Because public opinion isn't the only force in the room. Industries that profit from animal use—livestock, breeding, zoos, entertainment—have organized opposition. They have direct access to policymakers. The average pet owner voting online doesn't have that same leverage.
Is there a fear that a cruelty law would be too broad, affecting farming or food production?
Exactly. Officials worry that criminalizing cruelty would raise production costs and trigger consumer backlash. There's also a belief in some quarters that focusing on animal welfare is a luxury—that the government should prioritize human livelihood first. It's a false choice, but it's persuasive to some.
The Chongqing and Chutou cases sparked protests. Does that kind of public anger actually move the needle?
It might. Experts are watching to see if the scale of mobilization—street protests, millions of votes, sustained social media pressure—signals something different. If authorities start viewing animal cruelty as a stability issue rather than sentiment, the political calculation changes.
What happened with the Sanming draft regulation?

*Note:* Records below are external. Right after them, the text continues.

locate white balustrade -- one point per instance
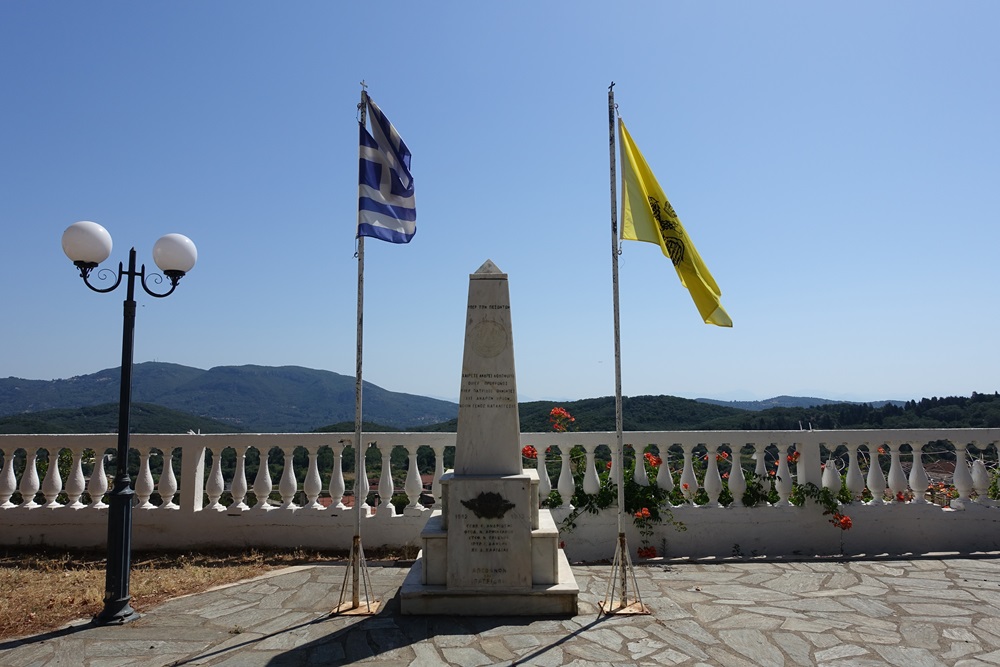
(52, 484)
(544, 483)
(287, 487)
(144, 480)
(216, 485)
(639, 474)
(664, 479)
(737, 480)
(238, 488)
(313, 485)
(29, 481)
(876, 478)
(262, 483)
(591, 481)
(82, 480)
(689, 483)
(831, 474)
(98, 484)
(76, 484)
(566, 485)
(168, 481)
(918, 476)
(8, 482)
(413, 486)
(783, 479)
(337, 486)
(713, 480)
(386, 487)
(854, 480)
(897, 479)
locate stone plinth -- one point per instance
(489, 550)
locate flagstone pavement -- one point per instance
(909, 613)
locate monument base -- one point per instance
(558, 599)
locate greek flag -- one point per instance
(386, 207)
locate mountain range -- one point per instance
(283, 399)
(290, 399)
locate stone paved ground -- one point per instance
(907, 613)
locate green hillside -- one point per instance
(264, 399)
(145, 418)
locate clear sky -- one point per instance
(837, 165)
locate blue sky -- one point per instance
(837, 166)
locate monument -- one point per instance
(489, 550)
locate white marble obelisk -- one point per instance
(489, 550)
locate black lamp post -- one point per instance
(88, 244)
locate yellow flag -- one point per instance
(648, 216)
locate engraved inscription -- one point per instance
(488, 390)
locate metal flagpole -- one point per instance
(358, 569)
(623, 574)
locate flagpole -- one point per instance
(623, 573)
(357, 568)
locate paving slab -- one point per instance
(910, 613)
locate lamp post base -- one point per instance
(116, 612)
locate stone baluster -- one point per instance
(664, 479)
(963, 478)
(760, 470)
(876, 478)
(897, 479)
(386, 487)
(313, 485)
(544, 483)
(168, 481)
(29, 481)
(591, 482)
(689, 483)
(288, 485)
(854, 481)
(52, 484)
(613, 470)
(981, 481)
(262, 484)
(361, 486)
(238, 488)
(8, 482)
(216, 484)
(783, 479)
(413, 486)
(831, 474)
(918, 476)
(438, 471)
(144, 480)
(76, 484)
(567, 486)
(98, 484)
(639, 474)
(713, 480)
(737, 480)
(337, 486)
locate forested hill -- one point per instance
(269, 399)
(670, 413)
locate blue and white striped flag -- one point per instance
(386, 207)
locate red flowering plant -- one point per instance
(648, 505)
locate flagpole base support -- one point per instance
(634, 609)
(364, 609)
(361, 602)
(619, 600)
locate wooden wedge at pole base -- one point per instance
(620, 600)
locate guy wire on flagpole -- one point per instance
(622, 571)
(358, 569)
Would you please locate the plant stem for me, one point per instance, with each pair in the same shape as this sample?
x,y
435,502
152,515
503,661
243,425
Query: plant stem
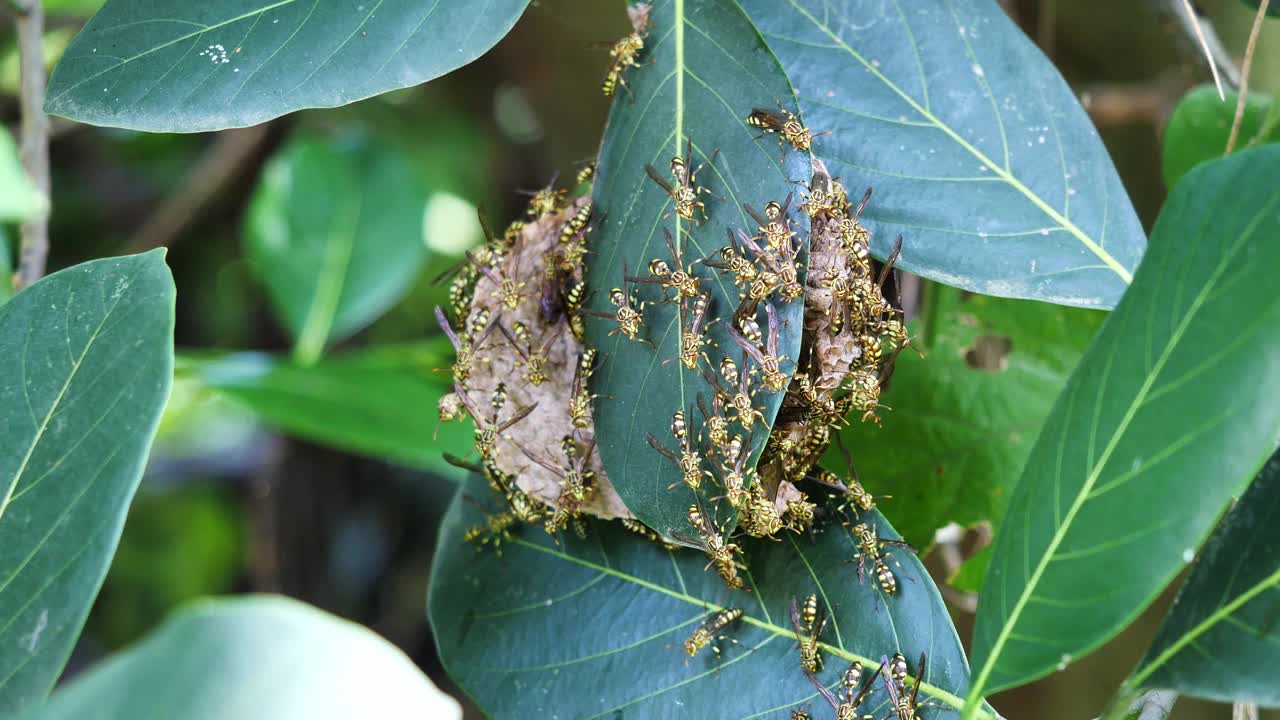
x,y
1244,76
35,136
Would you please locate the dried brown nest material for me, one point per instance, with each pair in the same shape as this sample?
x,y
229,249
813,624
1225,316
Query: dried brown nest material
x,y
498,360
850,332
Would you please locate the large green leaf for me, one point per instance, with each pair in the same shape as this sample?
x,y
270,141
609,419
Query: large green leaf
x,y
958,436
336,233
254,657
702,73
595,628
87,359
1201,123
379,402
1221,639
977,149
172,65
1169,414
18,197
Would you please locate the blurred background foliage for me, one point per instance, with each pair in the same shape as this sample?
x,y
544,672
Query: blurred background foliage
x,y
300,450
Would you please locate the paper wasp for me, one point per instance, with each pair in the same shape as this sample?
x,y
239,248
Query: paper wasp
x,y
869,551
904,703
775,227
767,358
720,552
689,460
577,483
808,630
785,123
685,192
736,399
465,350
681,278
627,317
489,429
704,634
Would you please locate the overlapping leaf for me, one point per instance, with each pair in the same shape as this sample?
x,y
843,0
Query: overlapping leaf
x,y
1200,126
1174,391
499,624
703,72
380,402
172,65
256,657
958,434
87,358
334,232
1221,641
978,151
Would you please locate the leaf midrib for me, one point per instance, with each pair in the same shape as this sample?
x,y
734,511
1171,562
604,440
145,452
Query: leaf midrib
x,y
1095,473
949,698
1119,269
53,408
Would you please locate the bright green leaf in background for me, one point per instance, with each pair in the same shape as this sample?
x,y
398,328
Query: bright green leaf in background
x,y
502,624
379,402
1228,614
1201,123
964,418
87,356
18,197
248,659
1157,428
978,151
174,65
334,232
702,73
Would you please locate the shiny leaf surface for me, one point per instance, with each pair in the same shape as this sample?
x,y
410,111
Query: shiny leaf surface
x,y
87,356
978,150
703,71
1174,390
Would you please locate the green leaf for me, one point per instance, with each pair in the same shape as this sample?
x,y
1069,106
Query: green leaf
x,y
703,69
334,232
379,402
1221,639
978,150
595,628
1178,387
88,361
956,440
172,65
254,657
1201,123
18,197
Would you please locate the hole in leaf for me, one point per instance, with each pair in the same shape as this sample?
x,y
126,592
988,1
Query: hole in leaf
x,y
988,352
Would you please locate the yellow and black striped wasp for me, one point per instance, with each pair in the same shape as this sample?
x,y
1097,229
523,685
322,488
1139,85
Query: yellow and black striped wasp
x,y
903,701
685,192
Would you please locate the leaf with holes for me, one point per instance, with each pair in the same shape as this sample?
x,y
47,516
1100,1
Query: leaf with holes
x,y
1201,124
964,418
1228,614
978,150
88,360
206,664
379,402
1175,388
172,65
502,624
334,232
703,71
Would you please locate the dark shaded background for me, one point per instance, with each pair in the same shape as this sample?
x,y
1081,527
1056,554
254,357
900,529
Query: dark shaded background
x,y
229,507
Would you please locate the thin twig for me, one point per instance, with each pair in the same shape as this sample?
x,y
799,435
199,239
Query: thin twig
x,y
35,137
1244,76
220,164
1244,711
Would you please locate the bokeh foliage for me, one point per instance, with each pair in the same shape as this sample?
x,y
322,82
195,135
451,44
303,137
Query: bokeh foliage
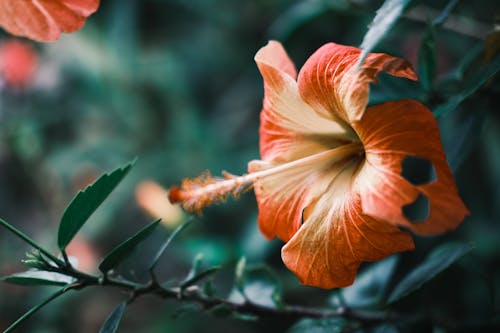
x,y
174,83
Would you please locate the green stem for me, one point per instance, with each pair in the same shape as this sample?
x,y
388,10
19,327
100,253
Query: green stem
x,y
33,310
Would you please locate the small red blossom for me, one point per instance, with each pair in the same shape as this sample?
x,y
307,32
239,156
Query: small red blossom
x,y
18,63
329,182
44,20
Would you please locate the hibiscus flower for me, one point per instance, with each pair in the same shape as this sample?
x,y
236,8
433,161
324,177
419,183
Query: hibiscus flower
x,y
329,182
44,20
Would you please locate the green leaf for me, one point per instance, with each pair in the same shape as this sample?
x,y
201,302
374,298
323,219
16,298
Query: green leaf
x,y
124,249
112,322
86,202
427,57
327,325
30,241
371,285
471,87
386,17
438,261
35,309
37,278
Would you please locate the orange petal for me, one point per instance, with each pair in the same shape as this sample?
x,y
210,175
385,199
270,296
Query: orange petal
x,y
336,237
291,129
283,196
390,132
44,20
332,83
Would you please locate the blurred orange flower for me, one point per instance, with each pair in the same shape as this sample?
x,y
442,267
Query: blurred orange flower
x,y
330,180
44,20
18,63
153,199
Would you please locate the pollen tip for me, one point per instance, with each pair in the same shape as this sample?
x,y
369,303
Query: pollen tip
x,y
175,195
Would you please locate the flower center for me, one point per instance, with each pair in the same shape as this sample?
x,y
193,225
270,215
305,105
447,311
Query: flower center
x,y
195,194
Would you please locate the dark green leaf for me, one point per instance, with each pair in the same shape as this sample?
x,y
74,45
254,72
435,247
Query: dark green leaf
x,y
239,282
259,285
200,276
112,322
386,17
124,249
427,58
221,311
30,241
438,261
86,202
371,285
471,87
445,13
196,274
167,242
37,278
35,309
328,325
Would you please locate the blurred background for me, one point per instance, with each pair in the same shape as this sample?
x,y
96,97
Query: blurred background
x,y
174,83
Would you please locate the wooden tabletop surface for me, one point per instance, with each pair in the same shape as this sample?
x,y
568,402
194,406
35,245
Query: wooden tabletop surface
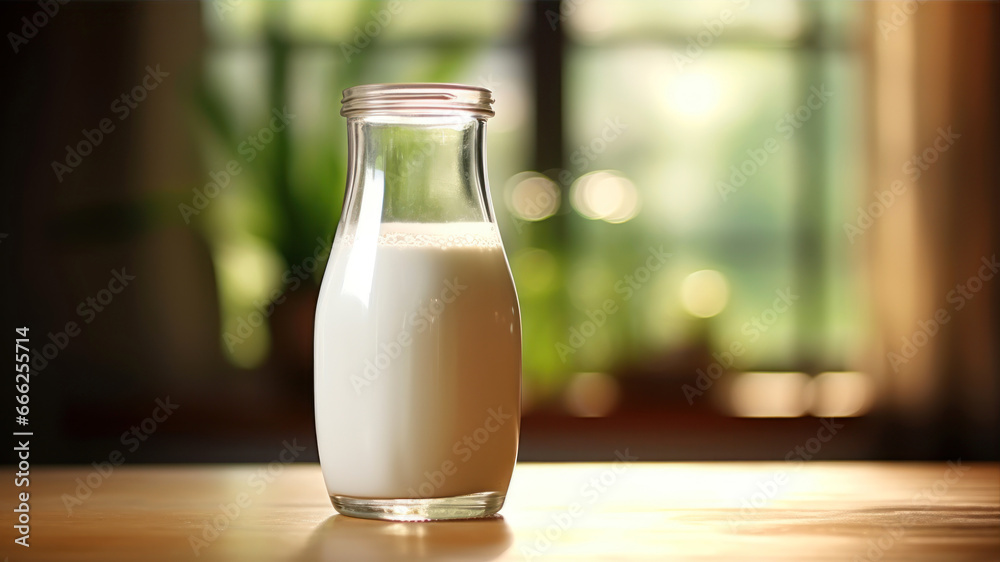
x,y
615,511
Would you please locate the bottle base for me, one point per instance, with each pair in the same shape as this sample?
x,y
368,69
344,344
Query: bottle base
x,y
471,506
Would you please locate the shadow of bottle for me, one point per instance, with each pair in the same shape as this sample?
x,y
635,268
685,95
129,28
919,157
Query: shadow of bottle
x,y
351,539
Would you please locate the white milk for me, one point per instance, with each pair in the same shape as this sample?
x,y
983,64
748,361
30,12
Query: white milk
x,y
418,362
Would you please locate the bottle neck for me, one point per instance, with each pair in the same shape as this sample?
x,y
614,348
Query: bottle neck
x,y
422,169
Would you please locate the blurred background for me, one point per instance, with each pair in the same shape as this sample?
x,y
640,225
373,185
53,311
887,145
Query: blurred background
x,y
792,205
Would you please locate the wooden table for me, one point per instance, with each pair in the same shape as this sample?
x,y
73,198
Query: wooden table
x,y
623,511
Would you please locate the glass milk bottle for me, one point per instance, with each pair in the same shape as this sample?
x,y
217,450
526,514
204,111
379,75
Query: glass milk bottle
x,y
418,331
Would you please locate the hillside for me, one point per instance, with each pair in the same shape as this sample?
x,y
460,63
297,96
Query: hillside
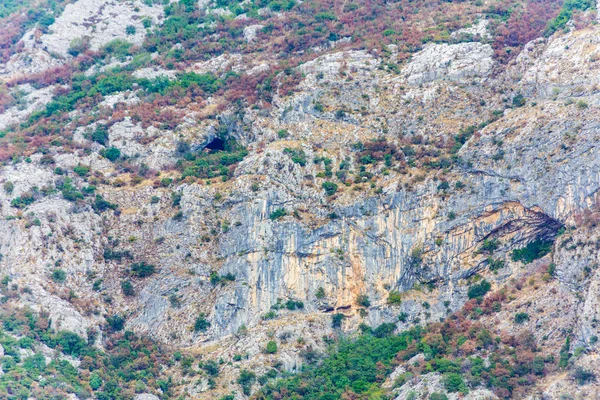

It was the first local attempt to define cats and dogs as companion animals and ban abuse. It looked promising. Then it was quietly withdrawn before the public comment period even ended. Officials said it lacked basis in superior law—meaning there's no national framework to support it. It's a catch-22: you can't pass local laws without national law, but you can't pass national law because of the obstacles.
So what would it take to break the deadlock?
Sustained pressure that authorities can't ignore, framed in terms they care about—stability, not just sentiment. The recent cases have created an opening. Whether it closes or widens depends on whether public anger can be converted into political will.